You feel like you have a sigh of relief as they enter into the school-age years. Now they can dress themselves, feed themselves, sort-of toilet themselves, and sometimes even entertain themselves for practically an hour (if some electronic device is involved!). You start to feel smug and almost have empathy when you see the bedraggled parents of toddlers chasing kids down the grocery aisle. But then you rapidly realize that there’s a whole new level of prediction which is further complicated by trying to predict interactions with and influences of other children as well. “I’m sorry your friend just blocked you from Minecraft chat. It wouldn’t possibly have anything to do with the fact that you just blew up his carefully constructed building, would it?”
It’s a brain-spinning nightmare, really. The more experience you have with kids, the more adept you get at this game of parenting prediction, but really there is no level of perfection that any parent could ever attain. My life is full of little moments of failing to predict kid behavior (scribbles on walls, broken TV sets, holes in the bedroom doors, plumbing emergencies for toy extraction) interspersed with near constant mental energy trying to predict larger and more consequential situations.

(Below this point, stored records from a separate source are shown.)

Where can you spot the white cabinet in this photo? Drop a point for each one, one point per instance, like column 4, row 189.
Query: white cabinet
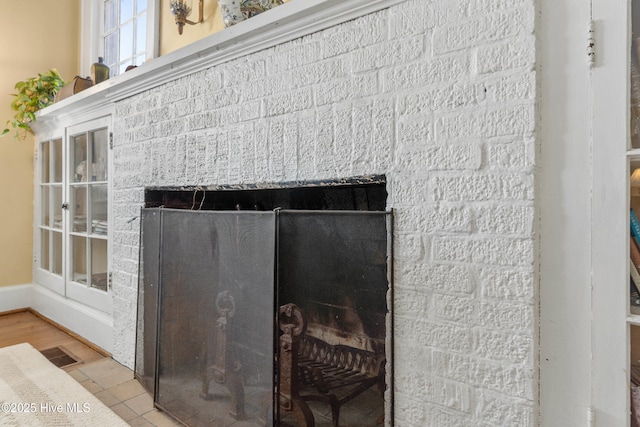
column 72, row 213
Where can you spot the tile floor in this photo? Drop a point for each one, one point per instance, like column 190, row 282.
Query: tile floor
column 115, row 386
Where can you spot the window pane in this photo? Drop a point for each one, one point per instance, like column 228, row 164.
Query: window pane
column 79, row 255
column 141, row 5
column 57, row 252
column 141, row 34
column 79, row 209
column 126, row 10
column 99, row 209
column 56, row 201
column 79, row 159
column 44, row 191
column 141, row 59
column 99, row 264
column 110, row 15
column 124, row 65
column 126, row 41
column 44, row 249
column 44, row 161
column 111, row 50
column 57, row 160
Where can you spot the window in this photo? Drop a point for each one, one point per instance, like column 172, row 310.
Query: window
column 123, row 32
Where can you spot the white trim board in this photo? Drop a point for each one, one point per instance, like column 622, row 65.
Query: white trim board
column 92, row 325
column 15, row 297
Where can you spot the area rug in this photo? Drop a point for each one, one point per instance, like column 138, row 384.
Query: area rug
column 33, row 392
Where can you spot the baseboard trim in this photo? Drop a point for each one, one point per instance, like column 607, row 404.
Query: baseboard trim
column 15, row 297
column 84, row 323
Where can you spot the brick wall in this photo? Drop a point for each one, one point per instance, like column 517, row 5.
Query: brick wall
column 440, row 97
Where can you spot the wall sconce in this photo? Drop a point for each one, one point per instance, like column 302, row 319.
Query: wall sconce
column 181, row 9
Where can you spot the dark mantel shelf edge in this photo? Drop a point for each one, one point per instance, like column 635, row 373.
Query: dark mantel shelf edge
column 279, row 25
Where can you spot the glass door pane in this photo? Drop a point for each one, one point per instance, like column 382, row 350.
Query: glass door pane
column 88, row 193
column 49, row 217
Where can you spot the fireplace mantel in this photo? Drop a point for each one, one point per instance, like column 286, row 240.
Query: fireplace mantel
column 282, row 24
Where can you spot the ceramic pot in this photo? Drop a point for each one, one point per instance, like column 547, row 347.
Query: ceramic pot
column 231, row 13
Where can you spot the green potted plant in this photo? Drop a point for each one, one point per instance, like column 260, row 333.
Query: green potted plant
column 33, row 94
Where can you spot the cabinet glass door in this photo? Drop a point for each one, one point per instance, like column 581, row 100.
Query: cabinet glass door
column 88, row 262
column 72, row 215
column 50, row 217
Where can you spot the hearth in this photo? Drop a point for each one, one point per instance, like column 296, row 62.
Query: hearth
column 269, row 315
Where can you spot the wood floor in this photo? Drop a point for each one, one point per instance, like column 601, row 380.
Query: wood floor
column 95, row 370
column 26, row 326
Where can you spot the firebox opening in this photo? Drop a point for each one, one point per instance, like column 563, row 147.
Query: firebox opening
column 217, row 264
column 359, row 193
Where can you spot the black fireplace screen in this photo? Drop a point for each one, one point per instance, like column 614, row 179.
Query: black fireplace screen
column 264, row 318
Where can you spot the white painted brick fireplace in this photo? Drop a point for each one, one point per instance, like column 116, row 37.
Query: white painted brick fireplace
column 439, row 97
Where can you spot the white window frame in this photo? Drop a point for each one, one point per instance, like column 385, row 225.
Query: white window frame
column 91, row 31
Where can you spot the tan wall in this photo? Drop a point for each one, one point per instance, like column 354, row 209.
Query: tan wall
column 170, row 40
column 36, row 35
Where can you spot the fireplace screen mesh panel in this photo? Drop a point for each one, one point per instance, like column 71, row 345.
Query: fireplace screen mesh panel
column 213, row 352
column 333, row 265
column 145, row 366
column 215, row 327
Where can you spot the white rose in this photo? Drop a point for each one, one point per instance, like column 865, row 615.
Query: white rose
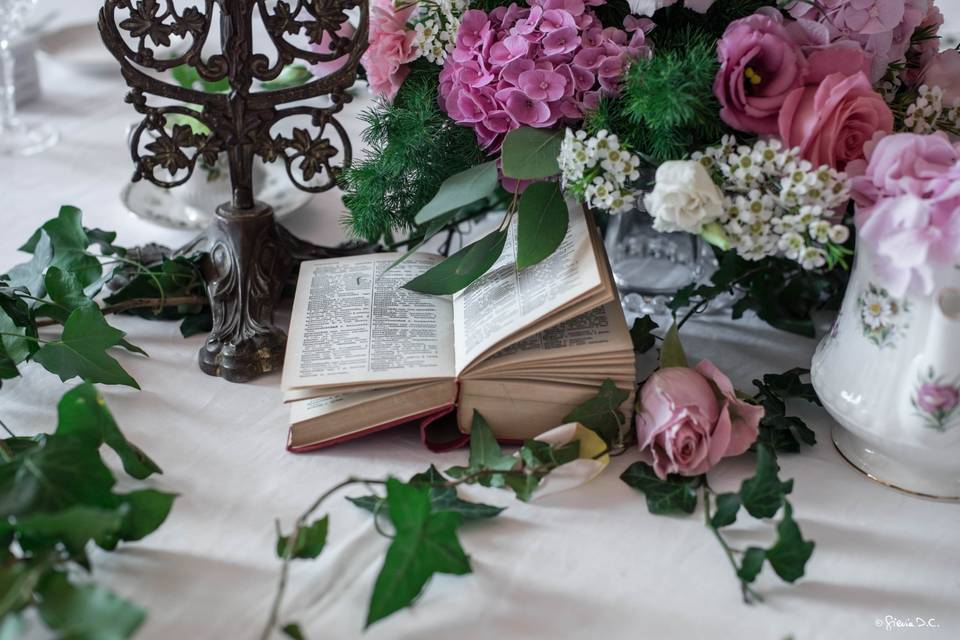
column 684, row 198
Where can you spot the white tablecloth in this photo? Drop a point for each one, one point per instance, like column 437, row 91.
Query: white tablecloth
column 589, row 563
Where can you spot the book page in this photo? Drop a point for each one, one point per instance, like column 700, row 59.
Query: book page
column 505, row 300
column 599, row 331
column 352, row 322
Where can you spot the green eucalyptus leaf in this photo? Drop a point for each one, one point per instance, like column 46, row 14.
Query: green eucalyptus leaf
column 308, row 541
column 764, row 493
column 789, row 555
column 460, row 190
column 462, row 268
column 602, row 413
column 751, row 564
column 671, row 353
column 531, row 154
column 641, row 334
column 86, row 612
column 676, row 494
column 81, row 350
column 728, row 504
column 84, row 414
column 425, row 543
column 542, row 223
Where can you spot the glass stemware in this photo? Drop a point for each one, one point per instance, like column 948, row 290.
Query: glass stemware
column 17, row 138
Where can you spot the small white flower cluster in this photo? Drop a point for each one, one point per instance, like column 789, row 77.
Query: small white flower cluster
column 777, row 203
column 928, row 112
column 437, row 23
column 598, row 170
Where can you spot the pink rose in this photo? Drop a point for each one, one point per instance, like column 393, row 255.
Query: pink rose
column 391, row 48
column 833, row 120
column 943, row 71
column 908, row 207
column 760, row 64
column 691, row 419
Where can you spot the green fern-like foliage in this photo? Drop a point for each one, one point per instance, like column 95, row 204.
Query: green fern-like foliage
column 413, row 146
column 666, row 108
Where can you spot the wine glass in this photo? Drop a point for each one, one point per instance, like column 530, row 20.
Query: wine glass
column 16, row 137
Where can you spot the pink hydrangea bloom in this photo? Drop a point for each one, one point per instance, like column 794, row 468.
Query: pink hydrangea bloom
column 533, row 66
column 881, row 28
column 908, row 207
column 391, row 48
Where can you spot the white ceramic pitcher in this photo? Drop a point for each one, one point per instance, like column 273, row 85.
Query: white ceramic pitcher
column 889, row 373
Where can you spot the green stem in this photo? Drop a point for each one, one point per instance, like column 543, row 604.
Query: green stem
column 749, row 595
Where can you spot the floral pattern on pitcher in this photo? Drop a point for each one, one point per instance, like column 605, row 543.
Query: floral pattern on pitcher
column 937, row 402
column 882, row 316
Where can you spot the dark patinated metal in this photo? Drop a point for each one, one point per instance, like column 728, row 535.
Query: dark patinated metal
column 248, row 256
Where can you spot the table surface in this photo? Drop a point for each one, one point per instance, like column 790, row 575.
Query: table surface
column 590, row 562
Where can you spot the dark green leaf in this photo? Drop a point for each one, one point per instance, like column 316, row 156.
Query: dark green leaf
column 531, row 154
column 602, row 413
column 726, row 514
column 789, row 555
column 57, row 473
column 30, row 274
column 676, row 494
column 81, row 350
column 83, row 413
column 145, row 511
column 641, row 333
column 460, row 190
column 762, row 494
column 309, row 541
column 751, row 564
column 542, row 223
column 87, row 612
column 74, row 526
column 462, row 268
column 671, row 354
column 425, row 543
column 293, row 631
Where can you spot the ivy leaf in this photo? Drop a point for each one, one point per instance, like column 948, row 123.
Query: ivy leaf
column 460, row 190
column 789, row 555
column 293, row 631
column 676, row 494
column 671, row 354
column 83, row 413
column 30, row 274
column 87, row 612
column 641, row 333
column 751, row 564
column 425, row 543
column 728, row 504
column 462, row 268
column 74, row 526
column 602, row 413
column 57, row 473
column 81, row 350
column 309, row 540
column 542, row 223
column 762, row 494
column 531, row 154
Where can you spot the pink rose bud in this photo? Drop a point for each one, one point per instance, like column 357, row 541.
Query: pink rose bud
column 690, row 419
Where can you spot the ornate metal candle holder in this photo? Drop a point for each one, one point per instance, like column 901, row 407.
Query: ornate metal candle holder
column 248, row 256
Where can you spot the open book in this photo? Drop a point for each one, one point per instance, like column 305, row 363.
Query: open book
column 522, row 347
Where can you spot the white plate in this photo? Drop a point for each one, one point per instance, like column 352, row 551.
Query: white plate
column 79, row 47
column 159, row 206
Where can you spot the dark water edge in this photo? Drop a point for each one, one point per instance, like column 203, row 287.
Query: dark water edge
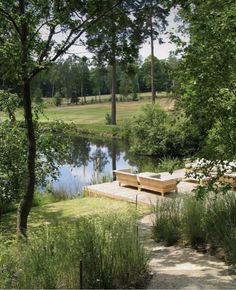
column 93, row 159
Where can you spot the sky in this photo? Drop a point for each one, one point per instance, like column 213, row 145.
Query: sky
column 161, row 51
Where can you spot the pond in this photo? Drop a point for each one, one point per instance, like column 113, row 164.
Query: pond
column 93, row 160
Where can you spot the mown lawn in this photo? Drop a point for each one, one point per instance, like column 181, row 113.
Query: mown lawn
column 55, row 213
column 95, row 113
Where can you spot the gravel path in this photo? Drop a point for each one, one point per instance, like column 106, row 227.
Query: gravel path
column 183, row 268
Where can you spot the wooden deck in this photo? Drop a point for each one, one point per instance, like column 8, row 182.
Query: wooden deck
column 113, row 190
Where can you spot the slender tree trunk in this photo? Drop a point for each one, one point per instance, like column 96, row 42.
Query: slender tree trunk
column 27, row 198
column 152, row 59
column 113, row 156
column 113, row 90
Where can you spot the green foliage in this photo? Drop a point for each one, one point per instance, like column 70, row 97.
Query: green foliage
column 112, row 256
column 208, row 73
column 108, row 119
column 9, row 102
column 57, row 99
column 52, row 144
column 157, row 133
column 12, row 164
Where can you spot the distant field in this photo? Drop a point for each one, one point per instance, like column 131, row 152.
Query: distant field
column 105, row 98
column 95, row 113
column 91, row 117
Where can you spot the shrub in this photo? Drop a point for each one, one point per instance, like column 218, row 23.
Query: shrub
column 112, row 256
column 221, row 224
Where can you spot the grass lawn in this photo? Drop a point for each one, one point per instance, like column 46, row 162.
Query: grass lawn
column 63, row 211
column 95, row 113
column 91, row 117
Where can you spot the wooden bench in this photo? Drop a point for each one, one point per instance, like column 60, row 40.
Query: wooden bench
column 125, row 177
column 158, row 184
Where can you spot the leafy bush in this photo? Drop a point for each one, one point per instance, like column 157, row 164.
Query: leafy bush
column 108, row 246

For example, currently I’m trying to predict the likelihood that a guy who goes by the name James will continue to use my address as a meet-up point for people trying to sell electronics on an app. When they arrive, he approaches and then runs off with their item. Within minutes, he has it up on the app for sale. The local police seem unconcerned and apathetic. My neighbors seem to consider it “interesting.” Property management seems to be pondering what to do. I seem to be the one stressed that victims will eventually get fed up with “James” and come storm my townhome. The question is, will I and the boys be home then?

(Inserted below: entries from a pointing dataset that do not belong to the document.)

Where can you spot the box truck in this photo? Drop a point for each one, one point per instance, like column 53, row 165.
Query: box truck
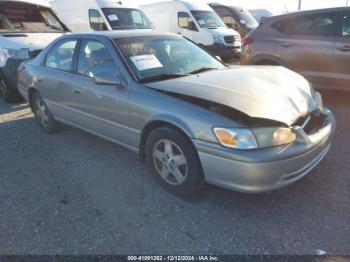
column 100, row 15
column 196, row 21
column 26, row 27
column 236, row 17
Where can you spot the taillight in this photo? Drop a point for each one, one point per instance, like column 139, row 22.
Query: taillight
column 247, row 41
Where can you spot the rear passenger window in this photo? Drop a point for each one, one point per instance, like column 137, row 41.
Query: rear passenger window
column 281, row 26
column 321, row 25
column 96, row 21
column 94, row 58
column 185, row 21
column 61, row 56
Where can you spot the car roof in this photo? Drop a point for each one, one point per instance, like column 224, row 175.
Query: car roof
column 308, row 12
column 124, row 34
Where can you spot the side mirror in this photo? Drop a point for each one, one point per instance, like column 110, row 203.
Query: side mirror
column 108, row 78
column 192, row 26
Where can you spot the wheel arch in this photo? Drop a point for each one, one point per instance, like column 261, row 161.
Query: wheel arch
column 158, row 123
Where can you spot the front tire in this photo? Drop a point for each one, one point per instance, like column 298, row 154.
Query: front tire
column 9, row 93
column 42, row 114
column 174, row 162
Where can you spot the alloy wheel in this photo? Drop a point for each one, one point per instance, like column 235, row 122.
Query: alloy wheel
column 170, row 162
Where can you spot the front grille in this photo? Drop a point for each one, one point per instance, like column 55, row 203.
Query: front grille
column 34, row 53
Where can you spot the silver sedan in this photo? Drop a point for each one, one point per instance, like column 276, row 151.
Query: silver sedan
column 188, row 116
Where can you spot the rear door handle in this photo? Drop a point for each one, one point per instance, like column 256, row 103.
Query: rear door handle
column 345, row 48
column 285, row 44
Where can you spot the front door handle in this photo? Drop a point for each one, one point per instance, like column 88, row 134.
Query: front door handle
column 345, row 48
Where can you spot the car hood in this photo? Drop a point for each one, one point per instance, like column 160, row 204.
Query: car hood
column 267, row 92
column 32, row 41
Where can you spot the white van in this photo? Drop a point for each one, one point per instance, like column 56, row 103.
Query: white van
column 197, row 22
column 100, row 15
column 26, row 27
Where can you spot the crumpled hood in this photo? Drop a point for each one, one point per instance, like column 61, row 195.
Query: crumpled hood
column 268, row 92
column 32, row 41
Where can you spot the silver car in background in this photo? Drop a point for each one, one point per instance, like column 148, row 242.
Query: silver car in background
column 191, row 118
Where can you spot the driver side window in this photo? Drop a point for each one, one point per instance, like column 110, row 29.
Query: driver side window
column 60, row 57
column 185, row 21
column 95, row 58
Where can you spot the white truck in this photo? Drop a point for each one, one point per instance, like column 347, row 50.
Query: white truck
column 196, row 21
column 26, row 27
column 100, row 15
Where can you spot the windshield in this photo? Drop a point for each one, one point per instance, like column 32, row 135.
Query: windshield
column 22, row 17
column 208, row 19
column 244, row 17
column 126, row 18
column 164, row 57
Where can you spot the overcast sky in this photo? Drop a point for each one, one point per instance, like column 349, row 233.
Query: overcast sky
column 277, row 5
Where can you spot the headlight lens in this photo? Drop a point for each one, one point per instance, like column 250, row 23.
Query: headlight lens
column 242, row 138
column 238, row 138
column 218, row 39
column 6, row 53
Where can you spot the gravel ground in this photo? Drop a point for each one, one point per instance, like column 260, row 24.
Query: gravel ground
column 73, row 193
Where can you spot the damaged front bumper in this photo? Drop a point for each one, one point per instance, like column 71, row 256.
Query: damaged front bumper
column 263, row 170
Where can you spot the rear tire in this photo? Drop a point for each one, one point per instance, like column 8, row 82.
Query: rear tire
column 42, row 114
column 174, row 162
column 9, row 93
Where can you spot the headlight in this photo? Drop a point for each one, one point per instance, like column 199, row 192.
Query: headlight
column 218, row 39
column 238, row 138
column 6, row 53
column 242, row 138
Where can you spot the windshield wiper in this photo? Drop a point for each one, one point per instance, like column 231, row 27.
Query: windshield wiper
column 203, row 69
column 161, row 77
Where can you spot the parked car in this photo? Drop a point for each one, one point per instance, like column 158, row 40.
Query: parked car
column 236, row 17
column 193, row 120
column 26, row 27
column 198, row 22
column 261, row 14
column 313, row 43
column 100, row 15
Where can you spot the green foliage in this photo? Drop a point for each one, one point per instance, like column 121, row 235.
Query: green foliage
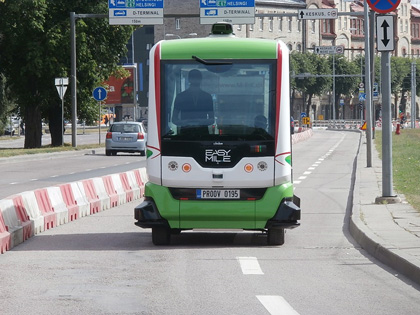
column 36, row 49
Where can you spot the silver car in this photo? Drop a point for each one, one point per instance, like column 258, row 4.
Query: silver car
column 126, row 137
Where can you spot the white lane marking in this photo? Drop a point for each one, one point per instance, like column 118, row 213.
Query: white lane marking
column 250, row 265
column 276, row 305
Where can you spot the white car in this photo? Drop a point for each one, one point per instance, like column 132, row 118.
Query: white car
column 126, row 137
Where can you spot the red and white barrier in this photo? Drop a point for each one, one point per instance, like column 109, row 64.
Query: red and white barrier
column 102, row 193
column 33, row 212
column 4, row 236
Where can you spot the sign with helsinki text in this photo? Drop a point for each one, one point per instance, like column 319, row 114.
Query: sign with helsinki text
column 383, row 6
column 230, row 11
column 99, row 94
column 135, row 12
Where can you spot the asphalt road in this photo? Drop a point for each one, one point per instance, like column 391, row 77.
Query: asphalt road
column 103, row 264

So, here’s my conclusion. There’s no way we as parents or as humans could possibly predict everything that would befall our kids or us. We get better with each experience, we rely on family and friends to lend advice, we pray and we hope, and that’s the best we can do.
For now, I’ll predict that my boys are going to be really excited about an upcoming surprise and that the first winter snow that is falling tonight. That’s about as much as I can predict. And that’s good enough.

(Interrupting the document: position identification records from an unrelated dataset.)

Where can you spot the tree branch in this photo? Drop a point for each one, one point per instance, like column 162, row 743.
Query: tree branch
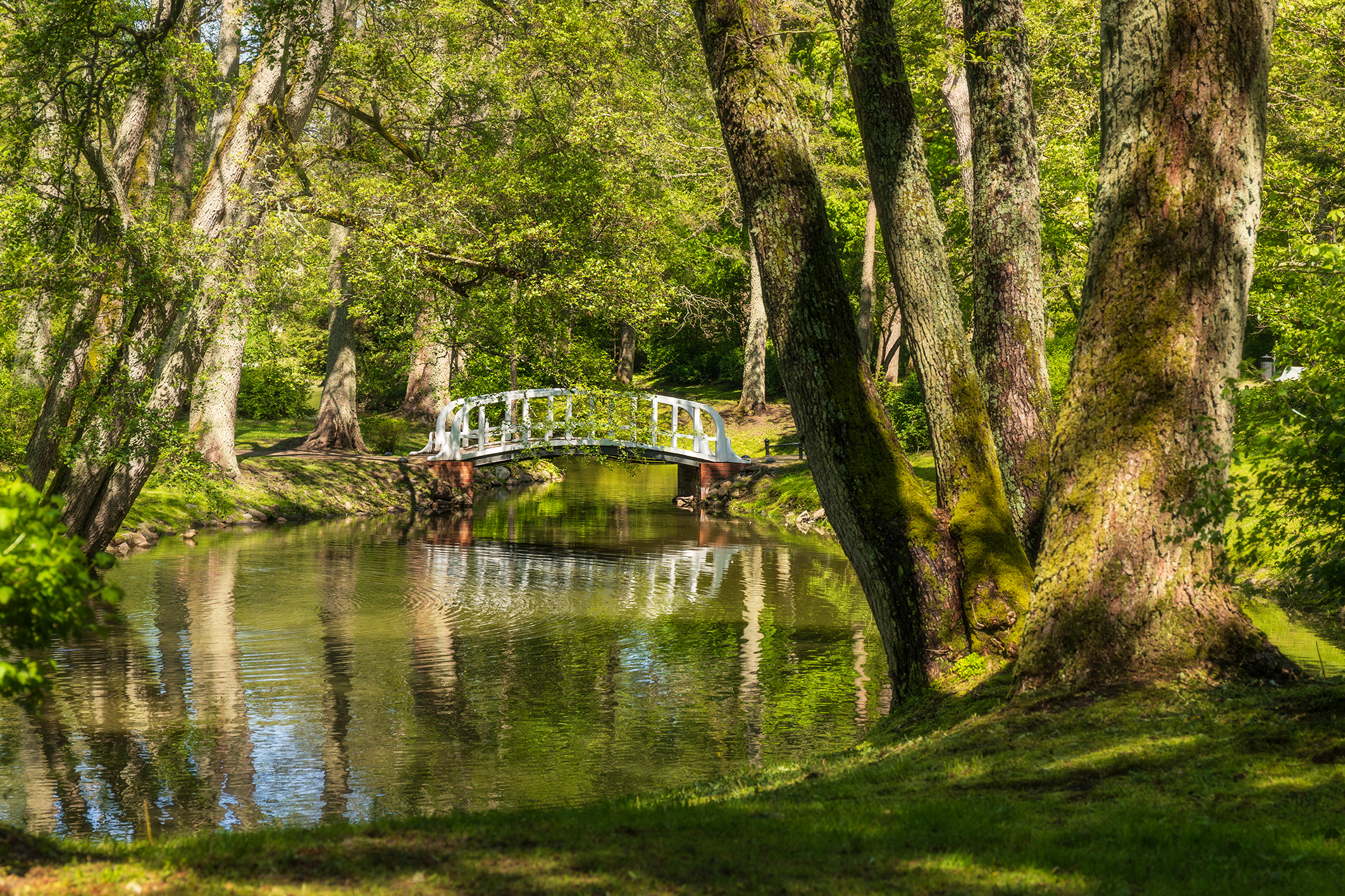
column 377, row 125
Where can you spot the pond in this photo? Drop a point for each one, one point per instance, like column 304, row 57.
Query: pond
column 568, row 642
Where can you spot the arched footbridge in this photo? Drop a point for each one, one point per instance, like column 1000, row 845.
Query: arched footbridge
column 550, row 422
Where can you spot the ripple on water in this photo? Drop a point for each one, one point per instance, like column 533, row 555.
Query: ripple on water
column 567, row 644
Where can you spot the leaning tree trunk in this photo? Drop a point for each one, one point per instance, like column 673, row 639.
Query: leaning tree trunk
column 1009, row 329
column 432, row 370
column 888, row 365
column 216, row 215
column 338, row 422
column 873, row 500
column 996, row 575
column 214, row 402
column 957, row 97
column 624, row 352
column 1130, row 584
column 871, row 238
column 752, row 401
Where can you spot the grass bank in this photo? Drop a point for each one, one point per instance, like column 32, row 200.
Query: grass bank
column 784, row 492
column 1191, row 787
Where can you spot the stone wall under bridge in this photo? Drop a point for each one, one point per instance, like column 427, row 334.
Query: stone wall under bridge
column 454, row 482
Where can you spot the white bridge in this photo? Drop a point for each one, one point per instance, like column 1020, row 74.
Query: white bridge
column 493, row 429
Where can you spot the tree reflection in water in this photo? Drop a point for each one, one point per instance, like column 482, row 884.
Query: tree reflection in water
column 560, row 644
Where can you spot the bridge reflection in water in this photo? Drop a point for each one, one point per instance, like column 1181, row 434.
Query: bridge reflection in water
column 585, row 644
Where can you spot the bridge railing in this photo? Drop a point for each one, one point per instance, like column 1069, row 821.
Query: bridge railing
column 557, row 418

Dear ones – – I have now had Zachary for two weeks, and yes, I do spend a lot of time predicting – – which is tough when you have a three-year-old. But I have reinforced an old habit I had, when I used to help for emergencies with human services. Always park pointing out. It takes a little bit more time. But it means that if there’s an emergency somewhere else, you are on your way; it also means if there are children or crowds around, you’re not backing into them.
I’m going to do that more consistently now. Good point!
I always told my kids that a parking lot was the most dangerous place when it came to cars. Kids are just short and hard to see. When little they always had to hold my hands. One day, Christi who was probably 7 or 8, dashes across the drive in front of the store, turns back to me and says, “See, I’m safe!! Yes, she was, but still not listening to Mom. Yet she had looked and was very careful, so she was learning.
I too whenever possible park pointing out, I just HATE backing up. And too often I get a big car or SUV next to me and I can see nothing as I back.